Although my faith in God never wavered, the usual religious rituals for processing grief were tainted by emotional trauma because of the religiously oriented manifestation of my sister’s illness. Many friends tried to encourage me during this time with reminders of God’s unfailing presence, quoting biblical passages to assure me that God would overcome Satan’s insidious attacks. Sometimes these expressions of spiritual hope were combined with skepticism about the necessity of medical treatment. Certainly, the concern was greatly appreciated, and I have been in the difficult situation of finding something meaningful to say when a friend is struggling—indeed, I was in a similar spot whenever I talked to my sister. Still, I found these sentiments unhelpful.

For one thing, they revealed an unhealthy dualism that separated spiritual activity from physical existence and paralleled—perhaps even contributed to—my sister’s psychoses by keeping an otherworldly focus rather than attending to the present physical illness. For another, cherry-picking Bible verses led to her determination that she deserved to die in the first place. Matthew 18:6 (NABRE) was particularly harmful, and she quoted it often: “Whoever causes one of these little ones who believe in me to sin, it would be better for him to have a great millstone hung around his neck and to be drowned in the depths of the sea.”

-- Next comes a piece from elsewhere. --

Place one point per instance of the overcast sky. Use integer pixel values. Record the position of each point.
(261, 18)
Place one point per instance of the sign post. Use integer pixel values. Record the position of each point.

At this time, I found traditional religious platitudes exasperating. I felt, viscerally, the Bible’s potential for harm when interpreted rigidly or without attention to such things as social context or original language use. I struggled to pray with a church that, as an institution, has perpetuated such rigid interpretations and the dualistic framework that values spirit over body. Officially, of course, dualism is rejected. Yet aren’t we taught that heaven is the gracious reward for good earthly action? And haven’t atrocities been committed with the purpose of saving souls? In other words, the Catholic faith is one of sacramental imagination, of finding God in all things. But in the way we think and speak, we often separate this life from the one in the next: God abides in heaven, presiding over our world from a throne “up there,” and our bodies are merely vessels to carry our souls through this earth to dwell in divine paradise.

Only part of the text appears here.